Why Go To The End Of The World, When You Can Go To Kőbánya

Kőbánya has always been mysterious to me, exotic and perhaps also slightly scary, exiled at the fringes of my Budapest existence, a land of imaginary brigands and flesh and bone people frozen into exasperated waiting on the platforms of minor stations my train hurtles through on its way home. Kőbánya-Alsó, Kőbánya-Felső, Kőbánya-Kispest. I know this last one better, this is where the 200E has its terminus, before the introduction of the centre to the airport 100E shuttle, the 200E was the last piece in a puzzle connecting me to great adventures, the landscape on its route a side note before the real story began. Kőbányai is also a less than charming beer, its gaudy red and blue packaging bringing terrifying flashbacks of suburban pubs with only one beer on tap and ensuing headaches and weltschmerz.

It was therefore with certain concern that I checked the public transportation map to see what measures needed to be taken to reach Ihász street, where the Budapest Waterworks were allowing visitors into the Kőbánya cistern, the oldest still functioning structure of its kind in the city, for one day only. (Should they do it again, the answer is easy: simply take bus 85 from Örs Vezér tér to the conveniently named Ihász street stop.) The cistern was built by Italian masons in the early 1870s, and its two 11.000 m³ pools are still working their magic today. I will quietly mention that when I first saw the event’s advertisement, I immediately thought of Istanbul’s fascinating Basilica Cisterns. And while age and proportions do need to be kept in mind, it’s still very satisfying to see that when humans put their mind to something, they can create beautiful and functional things which last for generations. Alternatively, they get all giggly when they make rabbit shapes on the walls of the beautiful and functional thing, but such is our existence, made of so many lights and so many shadows.

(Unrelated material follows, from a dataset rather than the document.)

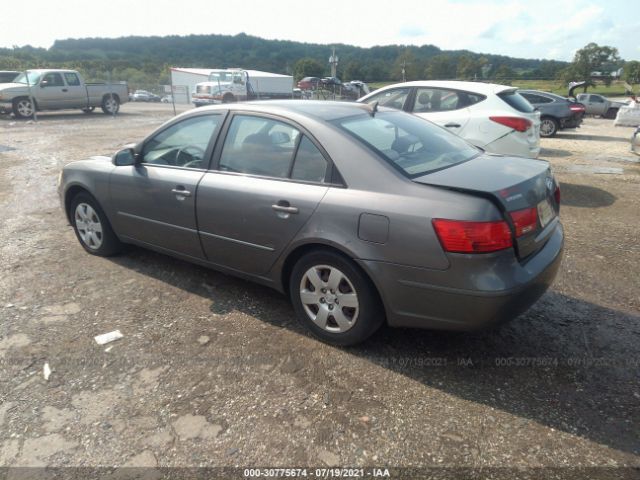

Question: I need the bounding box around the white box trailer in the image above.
[192,68,293,107]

The beautiful and functional thing was also unexpectedly popular, so after having queued ourselves pink in the mild autumn sun, we decided it was time to eat something. The knee-jerk reaction was to scuttle back to Örs Vezér tér and the familiar coziness of the IKEA restaurant, when, having just missed the 85, we saw an intriguing building looming on the horizon. Upon approaching it we discovered that it is the Csősztorony (Park-keepers Tower), dating back to 1844, when this area was still a lush vineyard- returning to the above mentioned fickleness of human nature, these vineyards were often raided for their yield, and the park-keepers needed an elevated spot to be on the lookout for possible pilferers. Unfortunately, the vineyards did not survive the 1875 phylloxera blight, so the tower lost its original purpose, but remained proudly standing for a century and a half and even made it to Kőbánya’s coat of arms. One of Budapest’s original neighbourhoods, it got to be the city’s 10th district, but remained an outlying one until the creation of Greater Budapest in 1950, when territorial regrouping meant that the city’s geometrical centre became Kőbánya’s Csajkovszkij park.

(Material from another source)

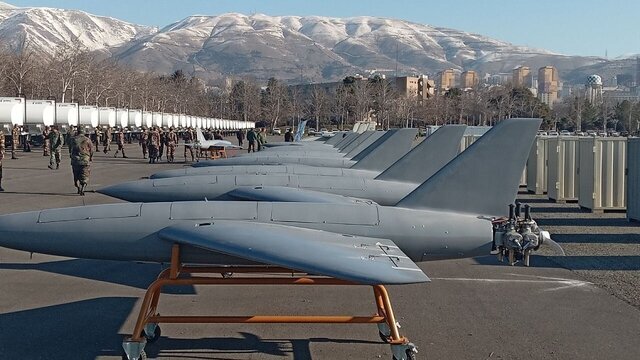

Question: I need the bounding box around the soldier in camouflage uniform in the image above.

Useful and exciting as this information was, it did not appease our hunger, for that we relied on the services of the Csősztorony Bisztró, which is currently encircling the tower and using its lower floor as one of its rooms. Teeming with locals, it seemed like the right choice to make, though it’s definitely one of those establishments which survives because it’s loved by regulars who accept all its quirks. The order, food included, had to be placed at the bar, where a solitary gentleman moving at a leisurely pace was responsible for everything from making coffees to dispensing the ice cream scoops. An eternity later our dishes were whisked to our table, and while I was delighted with my rosemary chicken and jacket potatoes, the blog’s industrious co-photographer, already indisposed by a spot of a hangover, was somewhat unhappy with the overgrilled state of his ćevapi. This being said, there is an undeniable suburban charm to the place and in all honesty, there is nothing wrong with relaxing a little longer in the golden Indian summer sun of a September afternoon. (The place is also ideal for plane spotting- I am aware that locals might find the proximity of Forever Ferihegy airport unnerving, especially given the recent spike in air traffic, but I just love to stare at the bellies of the big metal birds as they take off.)

It was the light of the setting sun that drew our attention to the green area nearby- right across from the Csősztorony, the Óhegy park comes equipped with playgrounds, sports facilities, dog friendly spaces and a 1.4 kilometre rekortan running track. The orange glow of the sunset was in fact so stunning, that I suddenly forgot my fear of Kőbánya, and decided that this area in particular is frankly not bad at all. You obviously won’t see me moving in through, I’m just too staunchly downtown for that, but I might just pop in for a rosemary chicken and who knows, maybe even for an adventurous run.